Frage von bemakehappy, 80

Kann man sich eigentlich immer wieder selbst aufmuntern? Kann das gut enden?

Hey Leute,

also...in der Vergangenheit musste ich irgendwie viel erleben, im Vergleich zu den Kriegsländern z.B., ist es natürlich nichts, aber...

damals in der Schule wurde ich irgendwie oft ausgegrenzt und hatte keine richtigen Freunde. In der Oberstufe hat es sich aber gebessert und jetzt an der Uni habe ich richtig coole Leute kennengelernt. Ich weiß allerdings, dass davon leider keine Person da ist, an die ich mich 100% zählen kann.

Meine Mutter wurde krank, mein Vater hatte einen Unfall. Meine Mutter ist jetzt leicht behindert und meinen Vater geht es zum Glück besser, trotzdem war es ein kleiner Schock für mich, dass er im Koma lag etc. So ähnlich war es auch mit meiner Mutter. Außerdem sind sie getrennt und ich lebe mit meinen Vater und meiner Stiefmutter. Mein Vater ist top, aber zu meiner Stiefmutter fehlt eine richtige Mutterbeziehung und mit meiner wahren Mutter habe ich auch keine Mutterbeziehung. D.h. irgendwie habe ich auch von der Seite der Familie keinen richtigen Halt, ausßer mein Vater ist schon ganz cool und für einen da, aber ihn kann ich ja auch nicht alles erzählen :D Ja das alles habe ich erlebt (wie gesagt: im Vergleich zu anderen Geschichten, ist es ganz harmlos), und ich konnte mich deswegen niiie so richtig bei irgendwen rausheulen, stattdessen, habe ich damals oft selbstmitleid gehabt und jetzt gerade auch etwas und dann muntere ich mich selbst auf!! Mein Abitur habe ich mit 1, abgeschlossen und zurzeit studiere ich an einer Uni und habe die Klausuren auch bestanden, obwohl in mein Studiengang so ca. 60% - 55% durchgefallen sind. Irgendwie muntere ich mich sebst auf und das Lernen ist und bleibt eine Ablenkung bzw. Verdrängung von meinen "mini Problemen" :D Ich freue mich zur Uni zu gehen und andere anzulächeln und mit denen zu quatschen und zu lernen. Allein so eine Art von Nähe reicht mir erstmal...

Ist diese "Selbstaufmunterung" eine gute Wahl, oder kann es irgendwann böse enden??

Hilfreichste Antwort - ausgezeichnet vom Fragesteller
von Dichterseele, 13

Erstmal solltest Du Dir von der Seele heulen, was Dich belastet - und dann das Thema beenden. Ständiges Selbstmitleid schwächt.
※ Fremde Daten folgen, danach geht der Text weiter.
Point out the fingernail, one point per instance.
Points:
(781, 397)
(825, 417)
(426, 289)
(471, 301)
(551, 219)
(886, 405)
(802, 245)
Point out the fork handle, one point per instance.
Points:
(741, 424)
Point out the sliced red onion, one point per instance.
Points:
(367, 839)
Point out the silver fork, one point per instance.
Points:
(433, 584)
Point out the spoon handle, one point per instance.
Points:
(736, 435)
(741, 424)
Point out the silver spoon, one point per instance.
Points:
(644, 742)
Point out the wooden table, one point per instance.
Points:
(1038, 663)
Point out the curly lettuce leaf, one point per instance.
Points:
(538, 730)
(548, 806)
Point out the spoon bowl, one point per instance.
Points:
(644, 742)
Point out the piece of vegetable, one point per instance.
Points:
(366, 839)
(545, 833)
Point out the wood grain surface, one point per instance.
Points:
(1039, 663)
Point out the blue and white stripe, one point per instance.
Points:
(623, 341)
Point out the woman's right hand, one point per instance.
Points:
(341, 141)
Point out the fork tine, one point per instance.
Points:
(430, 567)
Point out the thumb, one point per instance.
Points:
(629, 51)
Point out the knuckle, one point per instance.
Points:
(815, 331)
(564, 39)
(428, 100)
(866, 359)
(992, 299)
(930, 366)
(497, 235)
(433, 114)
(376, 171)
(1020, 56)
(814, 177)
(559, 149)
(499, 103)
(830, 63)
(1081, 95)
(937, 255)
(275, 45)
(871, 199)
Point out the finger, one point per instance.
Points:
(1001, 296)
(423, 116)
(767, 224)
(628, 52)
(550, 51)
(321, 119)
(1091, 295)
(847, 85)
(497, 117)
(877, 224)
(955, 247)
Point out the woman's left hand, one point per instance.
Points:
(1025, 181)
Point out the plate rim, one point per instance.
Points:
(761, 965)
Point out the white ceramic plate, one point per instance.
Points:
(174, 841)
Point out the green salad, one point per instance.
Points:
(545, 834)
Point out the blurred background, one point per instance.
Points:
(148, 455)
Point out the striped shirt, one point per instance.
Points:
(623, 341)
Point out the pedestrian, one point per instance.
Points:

Du hast Dich selbst aufgemuntert und in die Arbeit gestürzt - das ist gut so, aber auf Dauer solltest Du auch Dein Seelenleben pflegen, Freundschaften eingehen, eine Liebe finden.

Zuneigung gleich welcher Art lässt sich nicht erzwingen, auch nicht planen - aber Du solltest offen dafür sein und Dich nicht einigeln.

Automatisch geschieht nichts mit Dir - Du hast es selbst in der Hand, was aus Dir wird, indem Du Dein Hirn entsprechend programmierst. "Wer sich nicht selbst befiehlt, bleibt immer Knecht", meinte schon Goethe...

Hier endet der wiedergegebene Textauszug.